# Day Six: This sucks.



## ShawnFjellstad (Dec 27, 2007)

its been six days since i've had a cigarette.
it will be five more days until i can have one.
as expected, i hate life right now.


----------



## Zepp88 (Dec 27, 2007)

Your pain, I feels it. Why can't you have one?


----------



## Jason (Dec 27, 2007)

if can go 5 more days than why not quit?


----------



## Zepp88 (Dec 27, 2007)

Quitting wouldn't be a bad idea


----------



## ShawnFjellstad (Dec 27, 2007)

Jason said:


> if can go 5 more days than why not quit?







Zepp88 said:


> Quitting wouldn't be a bad idea







you're supposed to be on my side.



Zepp88 said:


> Your pain, I feels it. Why can't you have one?

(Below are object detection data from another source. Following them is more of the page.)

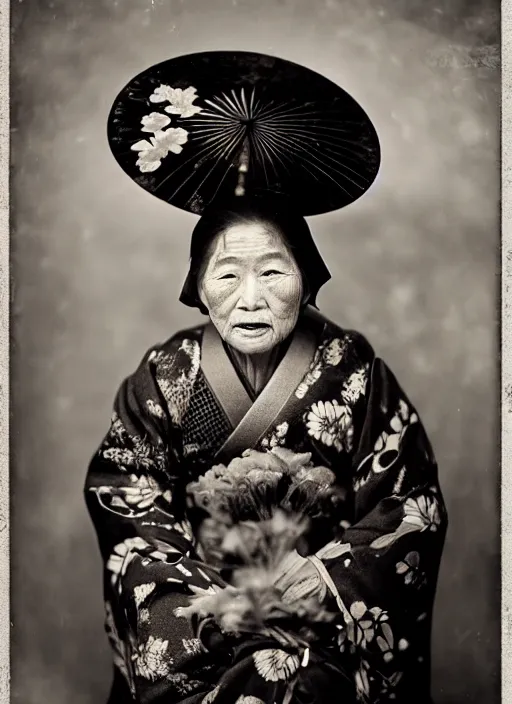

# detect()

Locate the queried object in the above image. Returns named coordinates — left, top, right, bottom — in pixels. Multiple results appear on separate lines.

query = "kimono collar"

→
left=201, top=314, right=319, bottom=458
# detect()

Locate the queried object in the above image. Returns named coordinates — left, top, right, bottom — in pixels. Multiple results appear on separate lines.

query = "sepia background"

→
left=11, top=0, right=500, bottom=704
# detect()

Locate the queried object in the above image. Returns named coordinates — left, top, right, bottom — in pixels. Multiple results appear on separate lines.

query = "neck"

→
left=230, top=345, right=279, bottom=394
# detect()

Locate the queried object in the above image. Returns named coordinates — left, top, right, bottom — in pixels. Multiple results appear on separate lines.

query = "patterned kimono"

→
left=85, top=314, right=447, bottom=704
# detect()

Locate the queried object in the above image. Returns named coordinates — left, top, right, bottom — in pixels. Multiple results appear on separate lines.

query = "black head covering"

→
left=180, top=196, right=331, bottom=314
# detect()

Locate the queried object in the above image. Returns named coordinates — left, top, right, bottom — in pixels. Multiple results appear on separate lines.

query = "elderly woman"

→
left=86, top=51, right=446, bottom=704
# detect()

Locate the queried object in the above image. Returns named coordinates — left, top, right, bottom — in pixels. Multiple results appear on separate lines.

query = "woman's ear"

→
left=300, top=286, right=311, bottom=306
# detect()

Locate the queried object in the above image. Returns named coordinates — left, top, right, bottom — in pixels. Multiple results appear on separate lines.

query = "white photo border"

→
left=500, top=0, right=512, bottom=704
left=0, top=0, right=10, bottom=704
left=0, top=0, right=504, bottom=704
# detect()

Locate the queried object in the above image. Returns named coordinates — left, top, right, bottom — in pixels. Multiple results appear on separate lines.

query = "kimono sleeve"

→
left=324, top=358, right=447, bottom=703
left=85, top=351, right=224, bottom=703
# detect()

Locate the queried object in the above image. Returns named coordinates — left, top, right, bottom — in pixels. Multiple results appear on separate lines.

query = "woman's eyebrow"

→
left=258, top=250, right=287, bottom=263
left=214, top=254, right=240, bottom=266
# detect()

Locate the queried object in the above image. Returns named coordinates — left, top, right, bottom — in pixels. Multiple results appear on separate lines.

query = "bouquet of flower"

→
left=174, top=447, right=345, bottom=647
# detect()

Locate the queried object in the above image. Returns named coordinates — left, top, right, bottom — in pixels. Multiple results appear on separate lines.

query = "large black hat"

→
left=108, top=51, right=380, bottom=215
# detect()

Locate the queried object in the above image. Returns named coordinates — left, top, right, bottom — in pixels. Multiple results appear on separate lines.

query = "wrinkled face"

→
left=198, top=222, right=303, bottom=354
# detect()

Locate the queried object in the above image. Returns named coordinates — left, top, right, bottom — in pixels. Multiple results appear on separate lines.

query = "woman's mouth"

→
left=234, top=323, right=271, bottom=337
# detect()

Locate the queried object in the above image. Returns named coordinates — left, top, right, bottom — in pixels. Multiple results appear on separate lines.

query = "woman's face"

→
left=198, top=222, right=303, bottom=354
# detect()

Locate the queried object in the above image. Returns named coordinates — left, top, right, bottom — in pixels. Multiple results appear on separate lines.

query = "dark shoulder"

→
left=136, top=324, right=205, bottom=371
left=315, top=312, right=375, bottom=364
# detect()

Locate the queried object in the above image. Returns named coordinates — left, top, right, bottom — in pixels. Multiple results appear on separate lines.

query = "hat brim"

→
left=108, top=51, right=380, bottom=215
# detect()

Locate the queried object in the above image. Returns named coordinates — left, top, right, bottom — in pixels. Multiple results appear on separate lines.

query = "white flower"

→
left=146, top=399, right=164, bottom=418
left=155, top=127, right=188, bottom=154
left=341, top=367, right=366, bottom=406
left=139, top=609, right=149, bottom=623
left=295, top=364, right=322, bottom=399
left=323, top=337, right=345, bottom=367
left=133, top=582, right=156, bottom=608
left=403, top=496, right=441, bottom=531
left=131, top=135, right=169, bottom=173
left=252, top=649, right=300, bottom=682
left=182, top=638, right=201, bottom=655
left=119, top=474, right=162, bottom=509
left=107, top=537, right=149, bottom=584
left=371, top=495, right=441, bottom=550
left=354, top=661, right=370, bottom=701
left=149, top=84, right=201, bottom=117
left=306, top=400, right=354, bottom=452
left=201, top=685, right=220, bottom=704
left=372, top=400, right=419, bottom=474
left=141, top=112, right=171, bottom=133
left=131, top=127, right=188, bottom=173
left=134, top=636, right=172, bottom=681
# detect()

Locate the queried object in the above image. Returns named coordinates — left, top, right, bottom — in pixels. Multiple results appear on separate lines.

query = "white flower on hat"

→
left=149, top=84, right=201, bottom=117
left=131, top=126, right=188, bottom=173
left=141, top=112, right=171, bottom=133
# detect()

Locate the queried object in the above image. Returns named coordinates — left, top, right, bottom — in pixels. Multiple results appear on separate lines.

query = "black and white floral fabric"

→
left=85, top=314, right=447, bottom=704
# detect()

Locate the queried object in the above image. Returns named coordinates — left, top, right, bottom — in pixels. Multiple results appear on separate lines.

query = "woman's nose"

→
left=239, top=276, right=265, bottom=310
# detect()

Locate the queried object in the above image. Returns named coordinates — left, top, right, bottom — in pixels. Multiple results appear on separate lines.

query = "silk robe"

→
left=85, top=315, right=447, bottom=704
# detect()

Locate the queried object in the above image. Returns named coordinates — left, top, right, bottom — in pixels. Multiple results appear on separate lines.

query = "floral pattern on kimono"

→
left=85, top=314, right=447, bottom=704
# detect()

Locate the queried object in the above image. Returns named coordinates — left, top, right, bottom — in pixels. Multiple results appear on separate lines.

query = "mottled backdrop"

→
left=12, top=0, right=500, bottom=704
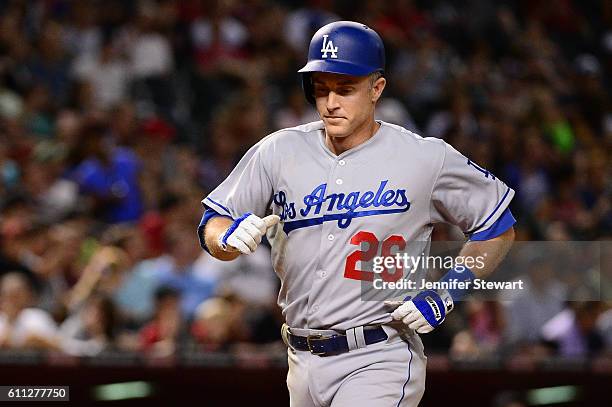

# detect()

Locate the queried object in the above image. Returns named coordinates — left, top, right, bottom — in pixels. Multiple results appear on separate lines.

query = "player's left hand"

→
left=385, top=290, right=454, bottom=334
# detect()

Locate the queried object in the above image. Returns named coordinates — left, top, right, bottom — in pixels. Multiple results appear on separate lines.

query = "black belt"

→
left=287, top=326, right=388, bottom=356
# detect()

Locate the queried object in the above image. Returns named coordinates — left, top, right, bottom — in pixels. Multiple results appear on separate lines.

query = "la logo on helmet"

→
left=321, top=35, right=338, bottom=58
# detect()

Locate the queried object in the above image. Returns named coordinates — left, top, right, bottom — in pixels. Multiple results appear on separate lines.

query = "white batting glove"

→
left=385, top=290, right=454, bottom=334
left=219, top=213, right=280, bottom=254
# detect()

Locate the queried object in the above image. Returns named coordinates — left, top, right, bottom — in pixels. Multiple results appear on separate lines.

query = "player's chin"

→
left=325, top=122, right=349, bottom=137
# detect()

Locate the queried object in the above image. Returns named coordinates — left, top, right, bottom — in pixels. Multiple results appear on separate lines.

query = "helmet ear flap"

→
left=302, top=72, right=316, bottom=106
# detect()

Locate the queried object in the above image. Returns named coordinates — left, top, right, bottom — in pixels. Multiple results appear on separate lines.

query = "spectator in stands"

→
left=59, top=294, right=118, bottom=356
left=0, top=273, right=58, bottom=350
left=140, top=286, right=185, bottom=357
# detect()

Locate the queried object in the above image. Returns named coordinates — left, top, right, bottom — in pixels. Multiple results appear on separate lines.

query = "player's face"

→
left=312, top=72, right=385, bottom=137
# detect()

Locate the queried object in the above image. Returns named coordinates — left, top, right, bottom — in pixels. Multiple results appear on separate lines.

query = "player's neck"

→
left=325, top=119, right=380, bottom=155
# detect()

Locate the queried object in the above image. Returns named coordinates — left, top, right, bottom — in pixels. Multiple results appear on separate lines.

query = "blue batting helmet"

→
left=298, top=21, right=385, bottom=104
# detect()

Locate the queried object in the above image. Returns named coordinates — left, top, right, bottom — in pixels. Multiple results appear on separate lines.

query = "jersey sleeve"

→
left=202, top=142, right=273, bottom=219
left=430, top=143, right=514, bottom=236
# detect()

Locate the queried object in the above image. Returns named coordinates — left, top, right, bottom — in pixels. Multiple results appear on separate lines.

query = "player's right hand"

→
left=219, top=212, right=280, bottom=254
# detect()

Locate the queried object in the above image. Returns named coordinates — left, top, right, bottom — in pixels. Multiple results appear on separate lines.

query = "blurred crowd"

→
left=0, top=0, right=612, bottom=358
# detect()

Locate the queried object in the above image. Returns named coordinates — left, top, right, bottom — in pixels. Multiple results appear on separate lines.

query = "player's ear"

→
left=372, top=76, right=387, bottom=103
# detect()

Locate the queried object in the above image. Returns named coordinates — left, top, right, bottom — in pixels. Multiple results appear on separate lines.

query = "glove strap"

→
left=219, top=212, right=252, bottom=250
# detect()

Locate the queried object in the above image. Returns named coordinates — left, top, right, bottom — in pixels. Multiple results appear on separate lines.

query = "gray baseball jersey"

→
left=202, top=121, right=514, bottom=330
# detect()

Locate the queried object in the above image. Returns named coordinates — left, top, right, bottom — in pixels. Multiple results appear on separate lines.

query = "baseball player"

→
left=198, top=21, right=515, bottom=407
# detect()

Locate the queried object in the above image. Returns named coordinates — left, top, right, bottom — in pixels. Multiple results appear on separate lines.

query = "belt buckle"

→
left=306, top=334, right=325, bottom=356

i promised myself that i wouldn't have one while i was traveling on vacation.
i'm doing it mostly to see if i can actually do it.


----------



## Zepp88 (Dec 27, 2007)

ShawnFjellstad said:


> you're supposed to be on my side.





I am, but I'm not against quitting 

[action=Zepp88] gives Shawn a cigarette [/action]


----------



## ShawnFjellstad (Dec 27, 2007)

Zepp88 said:


> I am, but I'm not against quitting
> 
> [action=Zepp88] gives Shawn a cigarette [/action]



[action=ShawnF] enjoys said imaginary cigarette and remember that he enjoys life. [/action]

[action=ShawnF] proceeds to go to Joe's amp case thread so he can  and be pissed at Joe because Joe's life is better than Shawn's at the moment. [/action]


----------



## Zepp88 (Dec 27, 2007)

ShawnFjellstad said:


> [action=ShawnF] enjoys said imaginary cigarette and remember that he enjoys life. [/action]
> 
> [action=ShawnF] proceeds to go to Joe's amp case thread so he can  and be pissed at Joe because Joe's life is better than Shawn's at the moment. [/action]


[action=Zepp88] is also furious that Joe wins hard at life and agrees with Shawns decision[/action]


----------



## ShawnFjellstad (Dec 27, 2007)

Zepp88 said:


> [action=Zepp88] is also furious that Joe wins hard at life and agrees with Shawns decision[/action]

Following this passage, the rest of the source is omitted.